As you do this, Buntrock says, you'll "add a lens" that lets you tap the expertise of your workforce. Doing so will "raise maturity" about analytics themes and projects, he adds, which will help support data discovery as well the operations that benefit from such discovery.
But be warned, says Lisa Khorey of the University of Pittsburgh Medical Center (UPMC): Don't measure something if your organization will be too afraid to act on it.
More Than a Simple Prop to Occupy Government Regulators' Time
What to measure, then? Khorey offers several suggestions. Many, admittedly, are regulatory, so they're less about disruptive innovation and more about mere survival. Such initiatives could include measuring physician performance and financial modeling, which are covered under federal regulations for quality reporting and shared saving.
That said, analytics can help healthcare organizations make a business case for genomic research — or, as UPMC has done in its personalized medicine program, bring together clinical and genomic data from disparate sources (and vendors) to research causes of and treatments for breast cancer.
Take the Road, Recognize the Path Before Your Eyes
This kind of powerful analytics helped researchers find the cause of French Canadian Leigh Syndrome, which remains largely fatal if untreated but presents symptoms similar to other diseases, making it hard to diagnose.

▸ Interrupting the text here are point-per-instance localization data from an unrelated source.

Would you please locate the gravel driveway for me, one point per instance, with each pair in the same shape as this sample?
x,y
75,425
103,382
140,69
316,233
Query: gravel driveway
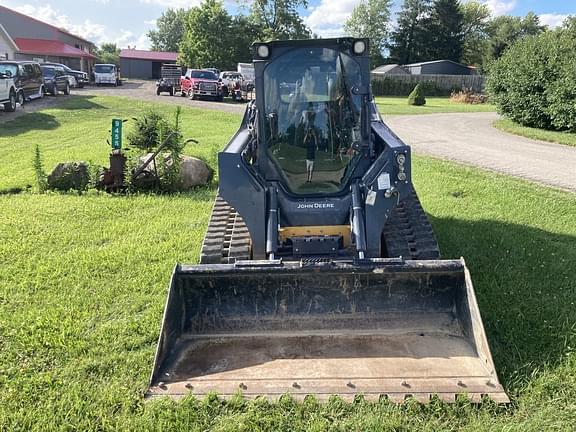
x,y
471,138
146,90
29,107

As the Broad Institute’s Michael Reich described at the MIT Information and Communication Technologies Conference, looking at a gene expression data set and a database of known mitochondrial proteins (available in the public domain) helped researchers discover an overlap in genes that, when re-sequenced, showed mutations on the LRPPRC gene that cause the disease. Subsequent advances — sequencing can be done in 36 hours, for $4,000 — have yielded an "explosion" in genomic data, Reich says; soon such discoveries will be the norm.
You Can Reach Your Destination, But It's Still a Ways Away
On a smaller scale, Khorey offers 10 analytics "accelerators" for healthcare organizations. Some have already been covered. Here are the rest:
* Buy a data model. Don't build one yourself; it's complicated and expensive.

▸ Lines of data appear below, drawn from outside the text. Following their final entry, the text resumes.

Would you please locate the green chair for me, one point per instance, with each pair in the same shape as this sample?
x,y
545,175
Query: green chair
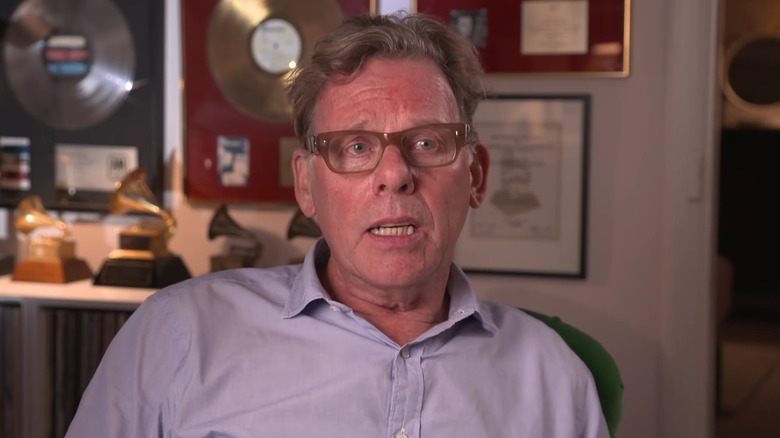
x,y
601,364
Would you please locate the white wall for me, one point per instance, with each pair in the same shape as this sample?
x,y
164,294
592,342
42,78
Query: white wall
x,y
646,296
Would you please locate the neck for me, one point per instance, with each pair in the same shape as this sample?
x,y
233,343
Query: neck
x,y
401,315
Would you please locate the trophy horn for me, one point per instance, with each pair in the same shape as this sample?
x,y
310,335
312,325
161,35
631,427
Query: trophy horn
x,y
134,195
223,225
31,214
300,225
237,256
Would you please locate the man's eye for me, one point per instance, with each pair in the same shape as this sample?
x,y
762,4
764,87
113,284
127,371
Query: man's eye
x,y
426,145
357,148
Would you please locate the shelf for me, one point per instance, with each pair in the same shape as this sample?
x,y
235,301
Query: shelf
x,y
80,293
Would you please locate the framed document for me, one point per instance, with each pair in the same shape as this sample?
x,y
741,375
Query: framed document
x,y
533,218
565,37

* Exploit existing technology, including that data warehouse. When you buy, though, do so for the future, not the present.
* Be addictive. Build interfaces, reports and results that turn skeptics into believers and get everyone interested in what analytics can do.
* Prepare your organization for change. Analysis and the insight derived from it represents change management — and threatens traditional power and influence hierarchies.
* Lead with medicine. But go deeper than "Diabetics take medicine." What do they take? How often? Does it work?
Data Analytics a Compass to Help You Along
Four years ago, Boston Medical Center fell to the bottom 10 percent of the University HealthSystem Consortium (UHC)'s mortality rankings. Now the safety net hospital ranks in the top 25 percent. Analytics played a big part in this turnaround, officials said at Medical Informatics World. BMC reviewed patient safety reports, as well as deaths that had otherwise presented a low probability of mortality, and used that to provide a risk adjustment methodology, says Roshan Hussain, the hospital's director of analytics and public reporting. Also key: Separating observed (clinical) and expected (analytical) mortality, reframing causality (who owned the patient, not who caused the death) and emphasizing institutional improvement over individual punishment.